El Estado y la Robolución

Por: Franklin Izarra

El Estado es una forma política que, a la luz de Thomas Hobbes nace de la necesidad de pasar del estado de naturaleza regido por la violencia irracional entre unos y otros en la que vive el hombre previo a la sociedad en sí, mediante la cual una persona o grupo queda investido con un poder soberano producto de la cesión que cada individuo hace a un ente superior, el derecho natural de garantizar su seguridad y la justicia por cuenta propia haciendo uso de la violencia, pasando entonces a ser el Estado- el único facultado para cumplir dicha función.

De acuerdo con esto último, tiene sentido la visión que da Max Weber sobre el Estado como aquel que ejerce el monopolio legal y legítimo de la violencia.

Por otro lado, para el marxismo, el Estado no es más que un instrumento de dominación de la clase burguesa, basándose en su idea de la sociedad exclusivamente economicista. A dicha concepción, Lenin agrega la idea de que el Estado es el producto de las relaciones irreconciliables de clase. El líder bolchevique proponía un Estado que sirviera únicamente a los intereses del proletariado, es decir, aniquilar a sus enemigos: la burguesía. Estos postulados fueron planteados en “El Estado y la Revolución”, publicado en 1917. En lo sucesivo, los funcionarios del Estado soviético fueron los mismos miembros del politburó del Partido Bolchevique y posteriormente del PCUS. El antiguo Estado ruso fue absorbido y subordinado al interés ideológico, convertido por tanto en la Unión Soviética.

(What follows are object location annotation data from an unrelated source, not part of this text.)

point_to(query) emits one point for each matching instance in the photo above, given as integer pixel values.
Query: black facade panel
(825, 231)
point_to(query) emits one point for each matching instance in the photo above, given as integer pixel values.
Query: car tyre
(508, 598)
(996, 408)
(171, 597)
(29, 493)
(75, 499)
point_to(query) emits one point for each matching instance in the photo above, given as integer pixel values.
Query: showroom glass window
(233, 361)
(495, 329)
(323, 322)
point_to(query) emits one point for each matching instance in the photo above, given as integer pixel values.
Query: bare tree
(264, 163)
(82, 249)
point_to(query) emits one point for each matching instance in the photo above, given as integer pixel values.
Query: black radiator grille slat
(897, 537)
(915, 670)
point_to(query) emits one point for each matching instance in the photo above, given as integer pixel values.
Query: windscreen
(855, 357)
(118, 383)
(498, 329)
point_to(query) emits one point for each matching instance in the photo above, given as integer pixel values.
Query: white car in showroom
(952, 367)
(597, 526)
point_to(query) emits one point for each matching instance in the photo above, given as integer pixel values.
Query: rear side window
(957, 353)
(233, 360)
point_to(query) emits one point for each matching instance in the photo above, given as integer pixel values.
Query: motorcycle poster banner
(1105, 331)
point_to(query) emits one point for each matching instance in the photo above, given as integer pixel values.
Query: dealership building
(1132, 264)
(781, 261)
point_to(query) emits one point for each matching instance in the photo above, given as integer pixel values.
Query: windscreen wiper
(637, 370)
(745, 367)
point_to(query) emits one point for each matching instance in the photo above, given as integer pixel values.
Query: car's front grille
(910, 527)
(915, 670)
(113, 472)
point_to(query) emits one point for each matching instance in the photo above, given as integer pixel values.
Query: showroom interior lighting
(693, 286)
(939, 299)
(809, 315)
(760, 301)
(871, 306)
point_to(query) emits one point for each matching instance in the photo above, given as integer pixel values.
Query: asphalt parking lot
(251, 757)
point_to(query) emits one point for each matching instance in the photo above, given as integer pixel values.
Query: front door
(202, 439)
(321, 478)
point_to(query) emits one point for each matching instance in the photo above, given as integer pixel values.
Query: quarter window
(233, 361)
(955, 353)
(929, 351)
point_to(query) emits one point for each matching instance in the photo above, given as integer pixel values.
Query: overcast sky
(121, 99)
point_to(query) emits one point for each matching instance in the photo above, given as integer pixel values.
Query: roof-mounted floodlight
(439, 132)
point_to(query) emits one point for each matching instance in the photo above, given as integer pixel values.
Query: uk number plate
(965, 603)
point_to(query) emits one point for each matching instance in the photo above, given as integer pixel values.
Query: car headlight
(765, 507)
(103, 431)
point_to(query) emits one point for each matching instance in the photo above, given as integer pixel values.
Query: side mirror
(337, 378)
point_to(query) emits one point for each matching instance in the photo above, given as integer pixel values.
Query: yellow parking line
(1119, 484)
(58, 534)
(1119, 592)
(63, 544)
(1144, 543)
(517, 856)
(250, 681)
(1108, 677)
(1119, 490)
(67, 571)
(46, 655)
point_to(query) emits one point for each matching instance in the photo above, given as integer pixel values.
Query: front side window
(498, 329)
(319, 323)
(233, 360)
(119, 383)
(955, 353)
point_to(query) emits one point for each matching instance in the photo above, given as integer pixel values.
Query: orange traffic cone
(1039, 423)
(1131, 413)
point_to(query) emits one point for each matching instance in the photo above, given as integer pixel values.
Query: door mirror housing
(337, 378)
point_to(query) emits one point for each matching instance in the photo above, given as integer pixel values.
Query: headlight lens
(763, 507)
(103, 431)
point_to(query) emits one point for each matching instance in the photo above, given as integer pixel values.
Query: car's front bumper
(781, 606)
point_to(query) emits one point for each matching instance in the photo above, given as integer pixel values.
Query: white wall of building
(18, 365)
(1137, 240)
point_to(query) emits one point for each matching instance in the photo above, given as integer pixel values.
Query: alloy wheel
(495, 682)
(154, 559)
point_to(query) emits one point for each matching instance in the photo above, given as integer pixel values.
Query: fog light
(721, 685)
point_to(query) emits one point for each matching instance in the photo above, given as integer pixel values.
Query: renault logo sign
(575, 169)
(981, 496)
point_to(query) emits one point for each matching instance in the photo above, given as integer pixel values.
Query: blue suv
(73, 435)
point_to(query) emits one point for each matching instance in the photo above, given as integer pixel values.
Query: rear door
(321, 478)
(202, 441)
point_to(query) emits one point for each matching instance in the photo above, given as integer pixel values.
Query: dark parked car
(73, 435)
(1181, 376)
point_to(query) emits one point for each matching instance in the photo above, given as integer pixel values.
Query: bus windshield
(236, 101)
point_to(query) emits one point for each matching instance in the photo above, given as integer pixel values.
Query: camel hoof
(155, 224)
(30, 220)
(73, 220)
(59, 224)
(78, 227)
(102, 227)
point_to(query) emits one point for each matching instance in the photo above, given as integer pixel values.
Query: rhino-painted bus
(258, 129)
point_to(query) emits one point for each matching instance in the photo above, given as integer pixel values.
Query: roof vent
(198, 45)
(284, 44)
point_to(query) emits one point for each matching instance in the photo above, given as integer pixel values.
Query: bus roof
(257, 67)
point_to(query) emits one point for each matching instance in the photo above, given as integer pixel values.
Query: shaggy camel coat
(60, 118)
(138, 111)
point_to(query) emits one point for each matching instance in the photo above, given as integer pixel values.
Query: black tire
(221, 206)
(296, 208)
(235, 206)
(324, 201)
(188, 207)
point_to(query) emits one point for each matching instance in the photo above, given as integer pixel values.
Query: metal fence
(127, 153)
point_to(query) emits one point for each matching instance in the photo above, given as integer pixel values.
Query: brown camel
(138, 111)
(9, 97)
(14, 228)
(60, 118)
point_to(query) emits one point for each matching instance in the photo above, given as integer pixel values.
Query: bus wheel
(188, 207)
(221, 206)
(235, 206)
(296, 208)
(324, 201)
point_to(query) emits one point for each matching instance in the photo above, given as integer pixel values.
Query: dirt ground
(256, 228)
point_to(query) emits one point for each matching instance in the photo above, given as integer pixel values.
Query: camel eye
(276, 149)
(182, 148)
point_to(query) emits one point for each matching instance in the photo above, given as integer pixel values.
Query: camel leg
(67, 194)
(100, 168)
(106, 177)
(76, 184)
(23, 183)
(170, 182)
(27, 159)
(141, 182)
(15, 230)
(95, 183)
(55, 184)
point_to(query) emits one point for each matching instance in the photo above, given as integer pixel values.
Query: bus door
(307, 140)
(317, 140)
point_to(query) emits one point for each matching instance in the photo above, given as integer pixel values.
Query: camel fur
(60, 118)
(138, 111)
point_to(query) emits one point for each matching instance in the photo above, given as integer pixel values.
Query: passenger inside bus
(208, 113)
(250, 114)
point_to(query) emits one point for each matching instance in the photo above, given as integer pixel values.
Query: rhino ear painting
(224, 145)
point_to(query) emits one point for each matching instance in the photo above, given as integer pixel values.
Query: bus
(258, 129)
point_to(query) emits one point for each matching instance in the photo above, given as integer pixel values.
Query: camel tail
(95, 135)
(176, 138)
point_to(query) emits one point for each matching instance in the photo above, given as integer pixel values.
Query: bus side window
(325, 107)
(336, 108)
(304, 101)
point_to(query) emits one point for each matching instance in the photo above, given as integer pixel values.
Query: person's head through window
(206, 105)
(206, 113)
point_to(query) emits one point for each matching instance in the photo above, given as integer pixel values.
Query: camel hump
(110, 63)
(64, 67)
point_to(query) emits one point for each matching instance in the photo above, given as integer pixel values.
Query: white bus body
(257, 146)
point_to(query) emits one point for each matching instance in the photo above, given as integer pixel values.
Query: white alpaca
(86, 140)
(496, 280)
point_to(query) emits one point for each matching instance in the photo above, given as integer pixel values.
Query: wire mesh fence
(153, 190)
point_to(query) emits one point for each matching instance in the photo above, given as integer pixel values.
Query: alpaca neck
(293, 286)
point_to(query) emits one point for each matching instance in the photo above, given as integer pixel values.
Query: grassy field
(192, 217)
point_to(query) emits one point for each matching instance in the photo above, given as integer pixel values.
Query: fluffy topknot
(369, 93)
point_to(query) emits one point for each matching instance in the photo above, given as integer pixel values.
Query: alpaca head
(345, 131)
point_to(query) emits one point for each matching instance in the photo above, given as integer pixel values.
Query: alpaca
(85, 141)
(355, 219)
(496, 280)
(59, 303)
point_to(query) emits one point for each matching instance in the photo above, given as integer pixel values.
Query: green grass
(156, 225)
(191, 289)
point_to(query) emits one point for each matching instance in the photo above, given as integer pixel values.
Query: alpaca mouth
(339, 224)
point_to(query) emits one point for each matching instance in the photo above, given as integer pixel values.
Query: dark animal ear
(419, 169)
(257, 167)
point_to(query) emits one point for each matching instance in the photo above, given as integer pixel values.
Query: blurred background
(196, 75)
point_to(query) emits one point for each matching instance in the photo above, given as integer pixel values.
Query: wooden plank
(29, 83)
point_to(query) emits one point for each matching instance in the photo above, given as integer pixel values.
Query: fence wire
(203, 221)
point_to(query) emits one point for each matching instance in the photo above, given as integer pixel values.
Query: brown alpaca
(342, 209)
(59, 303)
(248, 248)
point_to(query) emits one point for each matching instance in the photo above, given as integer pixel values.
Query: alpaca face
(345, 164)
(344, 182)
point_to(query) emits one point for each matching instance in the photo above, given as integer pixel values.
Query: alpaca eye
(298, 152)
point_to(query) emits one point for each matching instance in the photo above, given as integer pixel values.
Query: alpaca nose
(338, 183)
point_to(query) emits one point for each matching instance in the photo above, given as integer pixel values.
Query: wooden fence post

El Estado se asegura la soberanía para garantizar la cohesión de una Nación y garantizar su supervivencia, trascendencia y supremacía. En la actualidad la mayoría de los Estados son constitucionales, es decir, sus funciones están claramente definidas y separadas en distintos entes o poderes autónomos, partiendo de la idea de que todo poder debe ser controlado para no expandirse y volverse absoluto, y de que solo el poder puede controlar al poder. Para eso es necesaria una sociedad regida por principios, virtudes, instituciones y códigos, siempre orientados hacia el Bien Común y fuertemente arraigados, a prueba del capricho y la arbitrariedad.

Contrario a esta concepción, el socialismo ha desvirtuado y corrompido completamente la figura del Estado venezolano durante los casi 60 años que lo ha tenido bajo su yugo, violentando su más importante función: garantizar la seguridad de los ciudadanos a lo interno y lo externo. La tiranía socialista aumenta, legitima y patrocina a la delincuencia y el crimen organizado, poniendo diariamente a los venezolanos a merced del hampa. Nuestras fronteras son olvidadas y nuestros recursos saqueados por los cabecillas del régimen y manos extranjeras que los financien. El Estado fue asaltado por las huestes de la mediocridad y el resentimiento para abandonar sus funciones esenciales y dedicarse a cumplir los designios y caprichos del “Comandante”, su partido, la oligarquía socialista y sus colaboradores. El socialismo ha usado y abusado del Estado para asegurarse el monopolio legal y “legítimo” de la decadencia en todos los aspectos de la sociedad venezolana. Así como también ha saqueado los recursos y dineros públicos a placer, empobreciendo y llenando de miseria a la Nación; ha insultado, humillado, ahuyentado, perseguido, apresado, torturado y asesinado impunemente a quienes no siguen incuestionablemente su doctrina.